Sunday, December 15, 2019

House Ends Special Session with Hurried Appointments

By on December 28, 2016

SAN JUAN—During a session that lasted about six hours and was closed in a haphazard manner, the Puerto Rico House of Representatives began and concluded Tuesday its fifth special session of the current term, along the way approving two new people to the Independent Special Prosecutor’s Panel (PFEI by its Spanish initials) and six of the 18 legislative bills included in the call made by Gov. Alejandro García Padilla.

CapitolioIt was at 10:00 p.m. that the designations of former appeals judge Emmalind García and Justice undersecretary, Rafael Ortiz Carrión, were evaluated to join PFEI. Their appointments were presented during the session the same day, at about 4:00 p.m.

Although both had only the endorsement of 24 representatives, since 14 lawmakers abstained—among them Luis Vega Ramos, Manuel Natal and Luis Raúl Torres, from the Popular Democratic Party (PDP)—Rep. Charlie Hernandez, who at the time was the House speaker, gave the go-ahead to the appointments. Immediately afterwards, he ordered the special session to a close.

This took several representatives by surprise, leading many to question how the appointments were approved despite not having the requisite 26 votes to approve a legislative measure. This in turn prompted New Progressive Party (NPP) Rep. Lourdes Ramos to say that she would go to court to challenge the appointments.

However, Hernández, who is a PDP majority spokesperson in the House, told reporters that what he did complies with the law, since the rules of the legislative body do not establish a minimum of votes to approve the appointments, contrary to what happens with the approval of bills.

The legislator added that he does not see problems of legitimacy in the approval of the appointments, which will have to be considered by the Senate during their session on Wednesday.

 

Ten measures left on cutting-room floor

Six days before Governor-elect Ricardo Rosselló and a new Legislature get sworn in, the House left ten legislative bills on the cutting-room floor, among which was a bill to strengthen the poultry industry and register the mark Pollo Picú (Senate Bill 1721 ); the reduction of penalties for minimum possession of marijuana (S.B. 517); The designation of Spanish as the first official language of the government and English as the second (S.B. 1117) and two concurrent resolutions to allocate funds to Guayanilla and Villalba.

The House also didn’t take action on measures designed to create the Economic, Social and Cultural Revitalization of Santurce Act (S.B. 1713); amendments to the Permits Reform Act (S.B. 1716) and the changes to the new Wildlife Act (S.B. 1723), as well as the appointment of a new electoral subcontractor.

On the other hand, among the six measures approved was House Bill 1557 to prohibit service charges on purchase receipts if the services are non-existent or not capable of being corroborated.

This measure, like House Bills 3024 and 3025, was endorsed by the NPP minority, which voted in block against the other five bills considered in the partial final vote held around 8:00 p.m.

H.B. 3024 and 3025 amended the Internal Revenue Code to exempt non-profit entities seeking the welfare of municipalities from payment of taxes and to establish that items purchased in military stores of the National Guard are exempt from taxes respectively.

Likewise, the Senate approved the H.B. 2745 and 2995 to facilitate the renewal of driving licenses online—an issue that had been resolved thanks to an interagency agreement—and to create a childhood reading program.

Likewise, Senate Bill 1663 was approved to adopt the Law on Administrative Law Reform and to amend the Uniform Administrative Procedure Act (Act 170 of 1988).

However, Senate Bills 1598 and 1670 could not be approved because, out of the 27 representatives of the PPD present, Luis Raúl Torres abstained, Lydia Méndez Silva voted against both and José “Conny” Varela opposed the second.
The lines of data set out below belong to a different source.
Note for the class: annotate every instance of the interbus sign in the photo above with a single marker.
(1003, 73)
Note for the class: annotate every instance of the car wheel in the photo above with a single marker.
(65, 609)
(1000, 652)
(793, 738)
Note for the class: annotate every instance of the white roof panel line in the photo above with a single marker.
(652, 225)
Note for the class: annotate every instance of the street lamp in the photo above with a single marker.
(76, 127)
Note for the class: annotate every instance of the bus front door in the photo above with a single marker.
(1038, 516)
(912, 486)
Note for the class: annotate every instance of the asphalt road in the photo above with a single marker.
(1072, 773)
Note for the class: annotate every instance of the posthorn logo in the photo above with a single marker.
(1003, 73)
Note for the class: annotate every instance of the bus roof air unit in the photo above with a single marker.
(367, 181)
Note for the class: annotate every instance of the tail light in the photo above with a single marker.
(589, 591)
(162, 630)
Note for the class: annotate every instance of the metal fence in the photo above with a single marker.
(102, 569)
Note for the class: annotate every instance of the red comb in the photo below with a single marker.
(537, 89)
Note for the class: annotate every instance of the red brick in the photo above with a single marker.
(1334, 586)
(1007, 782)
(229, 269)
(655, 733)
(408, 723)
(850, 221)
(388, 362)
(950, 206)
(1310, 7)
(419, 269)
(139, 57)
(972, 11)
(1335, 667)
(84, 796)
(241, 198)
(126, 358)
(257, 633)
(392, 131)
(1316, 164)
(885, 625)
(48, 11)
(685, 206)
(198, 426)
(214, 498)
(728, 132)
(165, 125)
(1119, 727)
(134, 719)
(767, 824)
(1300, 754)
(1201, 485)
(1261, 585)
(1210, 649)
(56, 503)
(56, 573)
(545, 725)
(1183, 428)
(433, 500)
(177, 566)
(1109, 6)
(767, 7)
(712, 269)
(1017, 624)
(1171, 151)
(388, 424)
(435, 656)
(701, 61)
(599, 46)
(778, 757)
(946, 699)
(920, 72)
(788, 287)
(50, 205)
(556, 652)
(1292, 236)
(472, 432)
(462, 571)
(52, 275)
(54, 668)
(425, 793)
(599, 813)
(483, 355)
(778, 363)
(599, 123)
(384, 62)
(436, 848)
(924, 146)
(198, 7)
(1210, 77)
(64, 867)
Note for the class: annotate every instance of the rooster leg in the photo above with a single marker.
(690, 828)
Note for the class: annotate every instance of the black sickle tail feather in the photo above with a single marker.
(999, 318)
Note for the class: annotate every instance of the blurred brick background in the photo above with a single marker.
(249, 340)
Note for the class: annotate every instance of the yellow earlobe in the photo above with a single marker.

Rep. Jose Báez is the only PPD representative absent in the special session, which has been marked by absenteeism.

S.B. 1598 bill sought to amend Act 22 of 2016, which reforms the energy and water subsidies, in order to establish a limit to consumption for those who benefit from these subsidies and request an inventory of accountants in public residences, among other matters. Meanwhile, S.B. 1670 sought to clarify the special rules that apply in the case of entry of air or sea transportation.

After opening the special session at 4:30 p.m.—three and a half hours later than that scheduled—and with 33 lawmakers present, the House began the special session with the reading of the resignation letter from PDP Sen. Efraín de Jesús, from District 19 (Mayagüez and Aguadilla).

De Jesús, who replaced Sen. Mari Tere González and was not elected in the last elections, resigned his effective position on December 28 although his legislative work concluded on December 30 because he will begin work as a superior judge.